Overhearing this exchange is an Edo ne'er-do-well a little less
talented; the following evening he picks out another noodle vendor and
tries the same routine, but with very different results. The service is
dreadful, the crockery is chipped and dirty, and the broth is just salt
and hot water. Compliments are a little hard to summon up. ("Of course,
it is just the right amount of hot water.") Finally comes the moment to
pay up and work the swindle:
"Better let me count it out in your hand. One, two, three, four, five, six, seven, eight -- say, what time is it?"
"Four."
"Five, six, seven . . . "
Word Play and Other Nazo-Nazo
Heard any good ones lately?
Any good nazo-nazo, that is. Nazo-nazo are Japanese riddles and, as is
the case with so much Japanese humor, abound in word play. Fortunately
for those non-Japanese-speaking readers who like to be let in on the
joke, these riddles often employ both gairaigo (foreign loan words), of
which there are literally thousands to choose from, and foreign words
whose Japanese pronunciation yields amusing results. Herewith some
examples:
Q. You and I, the best of friends, use what word to describe our relationship?
A. Friendship, or yuai (you-I).
Q. The population of which country is composed entirely of infants?
A. New Zealand, or, as it is pronounced in Japanese, Nyuujiirando. Nyuuji means "infant."
Q. Which American group, to judge by its name, can't decide whether it has four or five members?
A. Chicago. Shi ka go means "four or five."
Q. A young girl gets on an elevator. Does it go up or down?
A. Up. A gaaru is the Japanese pronunciation of "a girl" and agaru means "to go up."
Q. What European city is famous for its large population of twins?
A. Frankfurt. A frankfort is a soseji (sausage) and soseiji are twins.
Q. An osama is a kingu (king), but what is a naked osama?
A. A sutorikingu (streaking).
Q. What fowl lives on a hill?
A. A duck, or ahiru. A hiru is the Japanese pronunciation of "a hill."

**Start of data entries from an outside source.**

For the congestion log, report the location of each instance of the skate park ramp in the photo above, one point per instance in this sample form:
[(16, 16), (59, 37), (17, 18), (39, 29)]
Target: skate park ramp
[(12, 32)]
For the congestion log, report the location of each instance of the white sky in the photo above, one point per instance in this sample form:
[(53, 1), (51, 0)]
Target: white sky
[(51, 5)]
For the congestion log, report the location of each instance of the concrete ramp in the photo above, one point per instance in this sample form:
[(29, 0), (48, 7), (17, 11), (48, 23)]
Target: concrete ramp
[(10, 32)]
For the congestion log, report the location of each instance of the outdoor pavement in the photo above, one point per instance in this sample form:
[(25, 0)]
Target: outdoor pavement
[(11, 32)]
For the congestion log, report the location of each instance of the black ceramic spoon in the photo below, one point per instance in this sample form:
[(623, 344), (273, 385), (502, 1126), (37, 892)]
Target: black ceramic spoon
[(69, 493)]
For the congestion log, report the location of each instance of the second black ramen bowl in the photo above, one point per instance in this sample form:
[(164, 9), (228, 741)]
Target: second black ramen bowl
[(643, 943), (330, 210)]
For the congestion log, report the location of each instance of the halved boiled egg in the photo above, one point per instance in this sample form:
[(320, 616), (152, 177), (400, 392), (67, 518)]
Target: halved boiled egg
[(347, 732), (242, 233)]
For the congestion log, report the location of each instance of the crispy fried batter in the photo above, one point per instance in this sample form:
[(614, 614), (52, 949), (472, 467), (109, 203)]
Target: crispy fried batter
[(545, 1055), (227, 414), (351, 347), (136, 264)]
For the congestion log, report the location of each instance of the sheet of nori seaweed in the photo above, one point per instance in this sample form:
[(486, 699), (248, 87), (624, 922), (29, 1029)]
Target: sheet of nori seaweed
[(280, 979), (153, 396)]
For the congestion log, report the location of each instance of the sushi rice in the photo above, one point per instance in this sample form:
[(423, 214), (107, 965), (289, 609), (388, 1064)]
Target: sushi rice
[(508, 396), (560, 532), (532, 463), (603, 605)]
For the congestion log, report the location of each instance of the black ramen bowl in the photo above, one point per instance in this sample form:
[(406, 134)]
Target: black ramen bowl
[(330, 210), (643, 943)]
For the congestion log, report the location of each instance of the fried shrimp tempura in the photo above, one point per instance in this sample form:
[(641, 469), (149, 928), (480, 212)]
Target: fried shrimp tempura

Q. In what American state is it always morning?
A. Ohio, or ohaiyo, as in ohaiyo gozaimasu (good morning).
Q. What animal loves everybody?
A. The mule, or raba. Rabaa, you've probably already guessed, is the Japanese pronunciation of "lover."
Q. What American state is famous for its waterworks?
A. Missouri, or mizurii. Mizu uri means "to sell water."
Q. When is a k-i-s-s only a k-s-s?
A. When it lacks love, or ai (i).
Q. What American state frowns on love affairs?
A. Georgia, or lofia. Joji iya means "love affairs are disgusting."